December 8th is the Feast of the Immaculate Conception of Mary, the Mother of Jesus. For 1500 years, the birth of Mary has celebrated her purity.
The Immaculate Conception is the Catholic doctrine(teaching) that Mary was conceived without original sin and incapable of personal sin.
This teaching is important to Catholics. Should it be important to all human beings? Should it be important to you?
As a mood,
as a question,
as a quality,
as a way of knowing yourself,
yes, it is important for each of us.
As a belief or a doctrine, probably not.
As an imagination that leads us to finding, knowing and becoming self? Oh, my, yes.
Let these questions inspire you today.
Just imagine the idea of sin! What is sin? What are your thoughts about sin? Your feelings? About original sin, universal and born in and by everyone – casting us out of Paradise, and the intimate personal sins commited and carried by the individual – casting one into Hell?
Just imagine immaculate conception? Would being immaculately conceived mean never knowing guilt, shame, blame? Could we be self-aware or self-developing, without the shadowy contours of sin and the desire to be sinless?
Pretending & Hiding
For 2011 my thoughts on immaculate conception are about pretending and hiding. All little children love games of pretending and hiding. With pretending we want to be seen as something we are not. With hiding we want to disappear, to not be seen. Do you remember the fun of both when you were a child?
These innocent games for the child become limiting defenses for the adult who feels like one who was born within sin and commits sins of offense, harm, neglect, denial, hubris and so on the endless list of transgressions.
When do you pretend?
When do you hide?
Can you seek a new conception of yourself?
Today, do you dare to find within your soul, the immaculately conceived mother/womb of your incarnate “I Am?” This is the mother/womb that holds all of you, the sinless innocent and sinning seeker of wisdom.
Celebrate the love that tells you that you never need to pretend to be not-yourself or hide what is yourself.
your use of the language really hits home w/ me.
i’ve been thinking about ‘original sin’ lately…ive been wondering how anyone could worship a being that condemned all the generations of adam and eve to suffering of any kind. if this where a human ….they would rank with the hitlers of evil people. i am not to blame for anything eve did.

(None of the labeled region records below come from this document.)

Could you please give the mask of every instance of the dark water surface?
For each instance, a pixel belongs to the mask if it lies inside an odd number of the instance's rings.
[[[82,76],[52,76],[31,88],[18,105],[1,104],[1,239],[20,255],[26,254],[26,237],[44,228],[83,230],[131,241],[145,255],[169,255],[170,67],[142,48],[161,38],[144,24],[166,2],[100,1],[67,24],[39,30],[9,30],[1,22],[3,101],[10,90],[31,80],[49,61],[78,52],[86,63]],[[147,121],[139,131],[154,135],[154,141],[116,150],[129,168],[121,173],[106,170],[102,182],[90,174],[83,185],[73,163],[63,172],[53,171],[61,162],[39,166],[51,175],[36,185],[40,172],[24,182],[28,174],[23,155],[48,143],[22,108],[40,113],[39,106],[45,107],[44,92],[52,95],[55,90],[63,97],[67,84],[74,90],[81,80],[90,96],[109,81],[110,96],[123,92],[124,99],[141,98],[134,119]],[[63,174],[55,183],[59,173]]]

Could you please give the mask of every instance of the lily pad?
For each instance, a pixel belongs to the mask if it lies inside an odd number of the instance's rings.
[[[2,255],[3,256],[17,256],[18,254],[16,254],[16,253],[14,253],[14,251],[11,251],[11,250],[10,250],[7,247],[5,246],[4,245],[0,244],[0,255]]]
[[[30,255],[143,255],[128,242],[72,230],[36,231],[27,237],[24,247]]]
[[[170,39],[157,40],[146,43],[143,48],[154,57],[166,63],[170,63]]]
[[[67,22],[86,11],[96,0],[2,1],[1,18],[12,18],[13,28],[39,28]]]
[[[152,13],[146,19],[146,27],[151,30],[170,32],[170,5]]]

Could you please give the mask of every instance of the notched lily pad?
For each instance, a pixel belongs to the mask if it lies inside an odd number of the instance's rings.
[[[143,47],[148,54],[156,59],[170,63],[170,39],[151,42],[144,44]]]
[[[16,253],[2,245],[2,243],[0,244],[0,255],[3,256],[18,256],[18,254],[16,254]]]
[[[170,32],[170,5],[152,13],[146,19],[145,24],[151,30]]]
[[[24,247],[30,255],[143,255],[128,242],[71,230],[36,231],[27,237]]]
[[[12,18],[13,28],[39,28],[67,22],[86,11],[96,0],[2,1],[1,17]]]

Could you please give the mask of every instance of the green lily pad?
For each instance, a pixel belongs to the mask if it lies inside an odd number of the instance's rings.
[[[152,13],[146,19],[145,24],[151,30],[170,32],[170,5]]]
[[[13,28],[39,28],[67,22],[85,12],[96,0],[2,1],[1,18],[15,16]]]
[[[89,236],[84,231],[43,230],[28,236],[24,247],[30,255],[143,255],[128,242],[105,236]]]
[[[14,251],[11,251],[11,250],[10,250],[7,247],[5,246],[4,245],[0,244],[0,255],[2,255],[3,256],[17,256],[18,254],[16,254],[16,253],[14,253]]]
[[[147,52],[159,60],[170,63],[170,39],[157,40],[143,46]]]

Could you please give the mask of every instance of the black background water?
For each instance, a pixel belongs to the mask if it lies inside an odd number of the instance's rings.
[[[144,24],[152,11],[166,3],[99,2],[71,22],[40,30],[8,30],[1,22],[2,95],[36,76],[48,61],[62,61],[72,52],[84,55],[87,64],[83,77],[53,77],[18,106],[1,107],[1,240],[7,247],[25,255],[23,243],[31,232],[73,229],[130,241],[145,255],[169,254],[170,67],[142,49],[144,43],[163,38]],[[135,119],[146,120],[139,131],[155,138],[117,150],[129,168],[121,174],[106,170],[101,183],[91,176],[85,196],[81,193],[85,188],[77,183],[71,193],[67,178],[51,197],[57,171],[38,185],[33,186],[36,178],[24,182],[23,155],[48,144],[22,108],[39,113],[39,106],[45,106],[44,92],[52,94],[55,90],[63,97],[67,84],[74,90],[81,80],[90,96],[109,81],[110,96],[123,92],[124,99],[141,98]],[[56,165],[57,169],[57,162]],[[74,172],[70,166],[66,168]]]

my bitterness to organized religion aside. i love your thoughts sin as a metaphor for what troubles me and why i seem to punish myself from some unknown place deep inside. why are some of my earliest memories centered around something being wrong. you seem to be hinting at there’s a lot of weight on the side of nature in the nature / nurture debate ….that maybe we aren’t born a ‘clean slate’.
“Could we be self-aware or self-developing, without the shadowy contours of sin and the desire to be sinless?”
this is a hell of a question…..my degree of self-awareness and development is intricately tied to my guilt and shame. of my flight from guilt and shame….hiding, pretending?….. to my super low threshold of shame and guilt. if i was born free of sin i sure found way early on to experience this nasty tag team.
thank you
I was just recently referred to your work, Lynn, just after Christmas, and I am so pleased to have found you. I am hoping to afford your Inner Year journaling experience and have started with the first three weeks. Thank you for that.
Anyway, I don’t know if it’s the way you word it, if it is the more objective point I am at in my life and my journey with organized religion or likely a little of both, but the way you describe sin in this article really hit home with me.
I have always struggled with the concept of sin and original sin. I still struggle with it some, but not to the same capacity as within the years that I was trying to make sense of the catholicism I grew up with. You revealed within me a sort of epiphany that suddenly puts the concept of sin into a light in which I can accept and appreciate. What I derived from your writing was a meaning of sin in which sin would be the actions/thoughts/intentions that separate us from our higher selves and therefore detach us from spirit self and Spirit. I have always imagined Steiner’s concept of soul as a portal or doorway between physical self and spirit. As I read and reflected on your piece here, I thought of sin as these actions, etc. that narrow that portal, or close that door. This really could be like living in a Hell, especially, once one would become aware of it.
Anyway, this feels good to me. To understand this religious word in a new way and to be able to reach beyond the words and baggage, into the deeper meaning in which I can connect the universal truths seen within in all religions and paths of enlightenment. Thank you!